According to one embodiment, the step for evaluating the contents of the memory comprises the following steps. Step E31 is the comparison of the size of the free space in the data memory with the size of the received page and then, if the size of the free space is smaller than the size of the received page, then step E32 is performed, which is the study of the importance of the received page.
The importance of the received page is taken into account only if the free space in the memory is not enough to store the received page. The step E32 for studying the importance of the received page can be sub-divided as follows. Step E32.1 is the comparison of a priority number of the received page with a priority variable equal to the priority number of the lowest-priority page contained in the data memory. If the priority number of the received page is smaller than the priority variable, then a new extraction step is performed, otherwise, the step E32 ends.

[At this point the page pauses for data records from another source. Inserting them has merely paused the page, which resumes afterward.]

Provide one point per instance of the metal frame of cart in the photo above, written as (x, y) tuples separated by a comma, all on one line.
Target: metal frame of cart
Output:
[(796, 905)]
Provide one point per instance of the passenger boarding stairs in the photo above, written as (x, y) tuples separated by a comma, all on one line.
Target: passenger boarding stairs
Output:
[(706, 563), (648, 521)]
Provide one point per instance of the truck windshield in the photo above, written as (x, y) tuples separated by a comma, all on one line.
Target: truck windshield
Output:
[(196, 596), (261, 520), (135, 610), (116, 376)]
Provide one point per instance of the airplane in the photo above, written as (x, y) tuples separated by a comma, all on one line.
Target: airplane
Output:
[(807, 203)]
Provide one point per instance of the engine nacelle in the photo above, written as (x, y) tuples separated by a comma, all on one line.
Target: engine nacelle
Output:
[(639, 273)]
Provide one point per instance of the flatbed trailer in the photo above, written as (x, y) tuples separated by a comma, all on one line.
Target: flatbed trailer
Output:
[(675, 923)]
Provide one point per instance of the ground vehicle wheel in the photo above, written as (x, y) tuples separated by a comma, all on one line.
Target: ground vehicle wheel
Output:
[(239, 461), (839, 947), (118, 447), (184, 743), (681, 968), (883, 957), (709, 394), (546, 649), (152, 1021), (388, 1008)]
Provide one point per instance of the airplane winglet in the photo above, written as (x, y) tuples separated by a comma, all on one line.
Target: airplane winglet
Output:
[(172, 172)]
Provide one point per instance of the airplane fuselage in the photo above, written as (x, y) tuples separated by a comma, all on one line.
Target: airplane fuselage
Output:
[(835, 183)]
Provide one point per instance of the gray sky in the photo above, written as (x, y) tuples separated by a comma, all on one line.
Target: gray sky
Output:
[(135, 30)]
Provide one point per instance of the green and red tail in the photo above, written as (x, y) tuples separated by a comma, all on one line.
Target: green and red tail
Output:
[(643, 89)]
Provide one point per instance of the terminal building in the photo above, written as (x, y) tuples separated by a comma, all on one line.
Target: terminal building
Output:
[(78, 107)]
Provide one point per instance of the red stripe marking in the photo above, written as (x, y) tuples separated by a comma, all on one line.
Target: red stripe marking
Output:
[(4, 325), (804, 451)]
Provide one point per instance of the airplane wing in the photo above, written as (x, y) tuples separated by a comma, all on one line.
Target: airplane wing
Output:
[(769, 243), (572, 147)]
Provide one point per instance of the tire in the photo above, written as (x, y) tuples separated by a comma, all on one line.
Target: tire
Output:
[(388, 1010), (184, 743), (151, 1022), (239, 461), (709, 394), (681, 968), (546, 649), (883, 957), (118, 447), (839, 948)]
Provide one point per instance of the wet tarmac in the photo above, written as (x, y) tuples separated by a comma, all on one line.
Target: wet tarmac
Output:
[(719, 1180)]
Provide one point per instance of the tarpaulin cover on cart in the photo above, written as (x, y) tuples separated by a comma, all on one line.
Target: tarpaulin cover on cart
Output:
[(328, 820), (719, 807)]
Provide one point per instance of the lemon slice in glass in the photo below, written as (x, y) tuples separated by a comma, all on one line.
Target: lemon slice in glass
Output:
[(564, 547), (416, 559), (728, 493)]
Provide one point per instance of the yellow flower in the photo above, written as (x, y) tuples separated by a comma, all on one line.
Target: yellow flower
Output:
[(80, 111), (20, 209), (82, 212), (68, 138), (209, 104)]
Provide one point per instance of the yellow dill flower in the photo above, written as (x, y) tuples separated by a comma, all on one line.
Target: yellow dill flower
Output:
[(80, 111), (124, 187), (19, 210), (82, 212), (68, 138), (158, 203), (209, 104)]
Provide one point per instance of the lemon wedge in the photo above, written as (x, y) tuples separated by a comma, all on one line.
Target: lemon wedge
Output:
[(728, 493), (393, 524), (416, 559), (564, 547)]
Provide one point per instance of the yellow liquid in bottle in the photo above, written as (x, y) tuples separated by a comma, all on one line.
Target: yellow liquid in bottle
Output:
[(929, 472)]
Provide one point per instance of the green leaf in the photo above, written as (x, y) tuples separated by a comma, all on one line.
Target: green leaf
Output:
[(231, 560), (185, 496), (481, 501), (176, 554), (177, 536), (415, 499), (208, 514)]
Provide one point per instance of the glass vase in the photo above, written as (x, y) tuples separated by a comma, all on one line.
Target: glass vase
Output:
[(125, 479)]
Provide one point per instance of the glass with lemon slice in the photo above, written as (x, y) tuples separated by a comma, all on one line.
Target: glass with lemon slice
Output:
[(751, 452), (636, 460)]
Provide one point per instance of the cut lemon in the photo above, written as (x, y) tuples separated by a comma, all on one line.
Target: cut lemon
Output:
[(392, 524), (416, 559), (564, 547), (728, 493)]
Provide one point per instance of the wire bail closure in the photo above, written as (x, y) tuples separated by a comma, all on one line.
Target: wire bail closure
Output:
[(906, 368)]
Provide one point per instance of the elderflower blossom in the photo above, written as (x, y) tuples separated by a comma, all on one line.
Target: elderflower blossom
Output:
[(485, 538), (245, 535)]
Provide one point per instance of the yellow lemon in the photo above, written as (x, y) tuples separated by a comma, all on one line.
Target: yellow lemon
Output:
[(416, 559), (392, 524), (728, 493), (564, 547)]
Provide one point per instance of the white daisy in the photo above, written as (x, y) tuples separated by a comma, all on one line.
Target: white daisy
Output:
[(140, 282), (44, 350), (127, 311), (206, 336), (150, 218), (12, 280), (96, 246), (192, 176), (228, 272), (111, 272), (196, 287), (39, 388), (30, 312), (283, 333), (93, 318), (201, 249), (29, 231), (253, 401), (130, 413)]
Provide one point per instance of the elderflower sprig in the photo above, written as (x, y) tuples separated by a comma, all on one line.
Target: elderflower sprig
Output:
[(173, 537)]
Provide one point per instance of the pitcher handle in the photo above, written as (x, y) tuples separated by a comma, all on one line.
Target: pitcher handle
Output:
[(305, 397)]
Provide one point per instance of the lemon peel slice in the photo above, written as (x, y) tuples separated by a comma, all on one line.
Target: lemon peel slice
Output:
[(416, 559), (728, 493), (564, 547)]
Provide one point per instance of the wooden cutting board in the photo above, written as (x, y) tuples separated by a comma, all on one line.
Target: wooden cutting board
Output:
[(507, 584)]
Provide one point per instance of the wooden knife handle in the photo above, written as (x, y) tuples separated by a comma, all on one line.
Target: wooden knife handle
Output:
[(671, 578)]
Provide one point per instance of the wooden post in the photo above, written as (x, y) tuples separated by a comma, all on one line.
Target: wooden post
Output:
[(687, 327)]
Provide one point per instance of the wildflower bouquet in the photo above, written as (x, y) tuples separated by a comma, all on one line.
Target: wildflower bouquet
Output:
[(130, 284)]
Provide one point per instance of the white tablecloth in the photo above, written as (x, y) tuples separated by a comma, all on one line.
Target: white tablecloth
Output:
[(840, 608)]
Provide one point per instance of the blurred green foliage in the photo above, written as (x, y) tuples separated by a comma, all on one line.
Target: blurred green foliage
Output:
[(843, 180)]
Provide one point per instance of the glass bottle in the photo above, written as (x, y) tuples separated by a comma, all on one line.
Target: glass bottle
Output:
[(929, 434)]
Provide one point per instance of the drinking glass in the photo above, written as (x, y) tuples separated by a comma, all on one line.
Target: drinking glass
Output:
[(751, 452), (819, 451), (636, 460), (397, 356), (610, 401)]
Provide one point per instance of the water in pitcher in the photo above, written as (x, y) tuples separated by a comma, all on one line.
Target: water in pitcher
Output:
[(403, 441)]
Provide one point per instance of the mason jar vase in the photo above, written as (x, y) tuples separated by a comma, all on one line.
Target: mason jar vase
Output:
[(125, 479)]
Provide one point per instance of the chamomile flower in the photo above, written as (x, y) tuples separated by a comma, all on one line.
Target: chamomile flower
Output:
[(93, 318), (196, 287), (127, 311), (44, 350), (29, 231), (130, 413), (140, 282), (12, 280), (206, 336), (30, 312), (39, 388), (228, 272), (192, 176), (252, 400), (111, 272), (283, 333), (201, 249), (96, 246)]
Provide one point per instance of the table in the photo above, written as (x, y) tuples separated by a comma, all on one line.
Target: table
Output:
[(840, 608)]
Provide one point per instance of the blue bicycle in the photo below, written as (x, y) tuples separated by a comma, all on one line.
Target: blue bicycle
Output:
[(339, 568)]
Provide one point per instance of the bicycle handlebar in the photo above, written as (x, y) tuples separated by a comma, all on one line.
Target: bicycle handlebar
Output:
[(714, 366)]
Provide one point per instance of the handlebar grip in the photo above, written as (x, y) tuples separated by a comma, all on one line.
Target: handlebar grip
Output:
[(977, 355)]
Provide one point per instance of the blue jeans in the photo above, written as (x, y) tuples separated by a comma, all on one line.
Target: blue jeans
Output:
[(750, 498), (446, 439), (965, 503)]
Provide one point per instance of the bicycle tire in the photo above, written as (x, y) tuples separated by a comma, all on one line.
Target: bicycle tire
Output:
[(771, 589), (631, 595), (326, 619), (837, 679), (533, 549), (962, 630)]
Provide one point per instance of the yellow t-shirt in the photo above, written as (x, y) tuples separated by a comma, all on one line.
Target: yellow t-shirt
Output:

As the case may be, the step E3 for evaluating the contents of the memory also comprises a step E33 for the erasure of the lowest-priority page contained in the data memory. The erasure step E33 is performed after the step E32, and the erasure step E33 is performed if the received page has a priority number that is more important than the priority variable. The step E3 is complemented by an updating step E34 for updating the priority variable performed after the step E31, or after the step E32, or after the step E33.
According to another embodiment, a new step E31 is performed after the step E34 if a step E32 has been performed during the step E3. This makes it possible to verify that the released memory space is sufficient to store the received page.
The invention also relates to a television receiver comprising storage means to implement the data storage method described above.
The invention also relates to a circuit for the reception and display of teletext pages, with the circuit comprising a storage circuit comprising a decoder to receive a page of a teletext service and to extract therefrom a reference number of the received page, and a data memory to store the received page.
According to the invention, the storage circuit also comprises a filter to verify whether the received page is a requested page, and to provide the priority number of the received page. A memory management circuit receives the priority number of the received page, and causes the received page to be stored if the size of a free space of the data memory is sufficient, or if not, then the study of the importance of the received page is performed.
Preferably, the memory management circuit comprises means to compare the size of the free space of the data memory with the size of the received page. To study the importance of the received page, the memory management circuit preferably has means to compare the priority number of the received page with a priority variable equal to a priority number of a lower-priority page contained in the data memory.
Finally, the invention also relates to a television receiver comprising a circuit for the reception and display of teletext pages as described above.